First, it doesn't "Prove" it, as we are only having an informal 
discussion, you could go through the effort to actually prove it, and 
you would see that this result ONLY occurs if H (and embedded_H) are 
ACTUALLY UTMs, and as shown, such versions of H are not deciders and 
thus fail.

Note, (H^) doesn't have a property of reaching any state. That is a 
property of whatever processes the input.

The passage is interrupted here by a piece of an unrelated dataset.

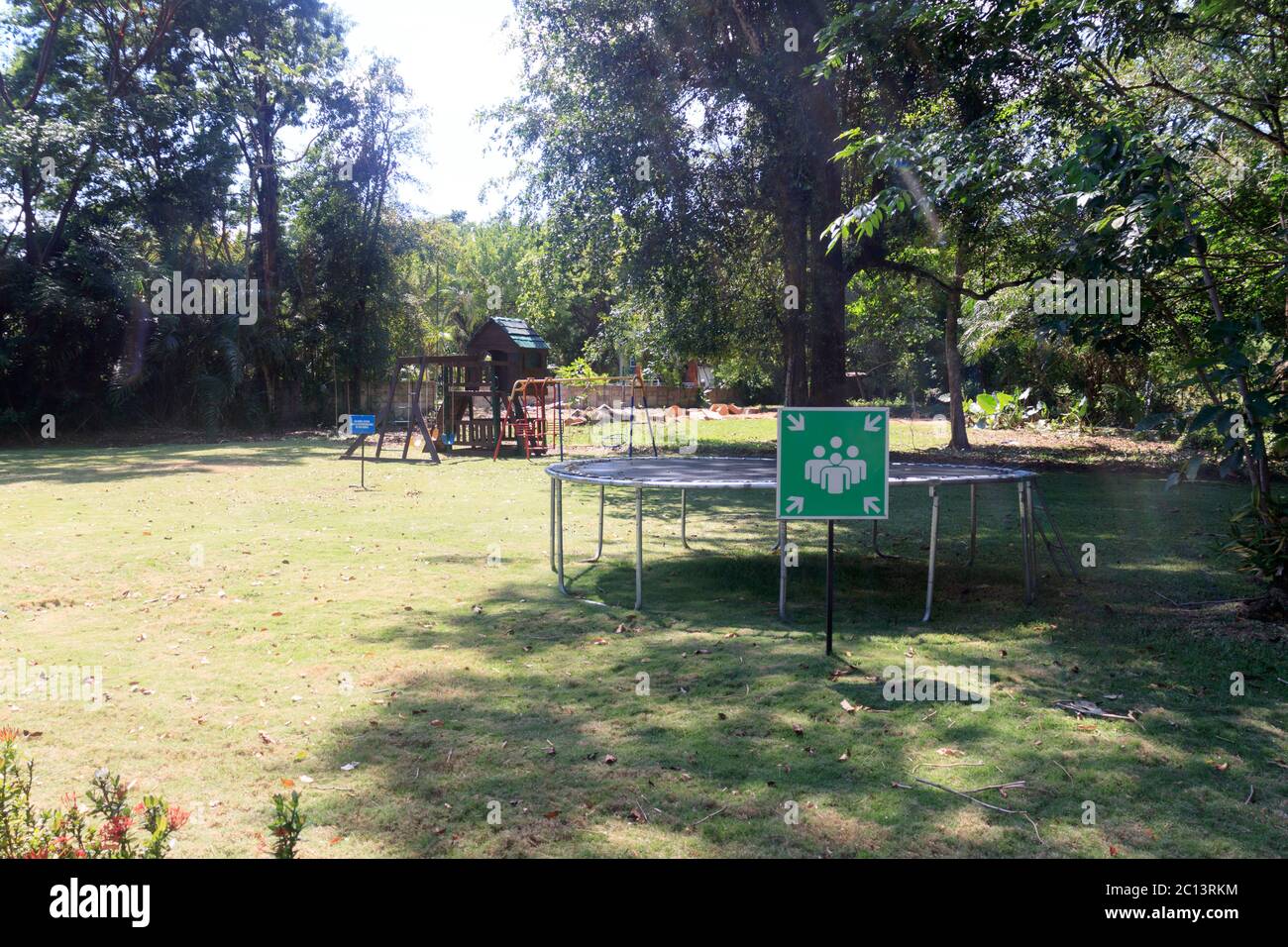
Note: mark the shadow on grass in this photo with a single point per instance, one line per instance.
(541, 718)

It should be noted that if your H is of the form that you actually use, 
that which will abort the simulation and go to qn, then we can say that 
(H^) (H^) when given to an actual correct simulator (aka a real UTM), 
then it WILL reach that final state of H^,qn.

The fact that the PARTIAL simulation by any of those H doesn't reach 
there for the particular H^ built on them doesn't actually mean anything.

> 
>> That just proves that you are just a pathological liar.
> 
> *You have a clownish lack of professionalism that academicians*
> *coming into these posts for the first would find quite pathetic*
> Several have called you out on this already.
> 

And you have an even more clownish lask of understanding of what you 
talk about.

I think academicians will be more turned off by your utter disregard for 
the truth and the meaning of the words will understand my demeaner.

I will point out that YOU started it, and you have even stated you have 
been wrong about such statements at times, because you don't actually 
care if you have proof of it, but that you presume others are wrong 
until they can convince you otherwise. THAT is not a valid posture.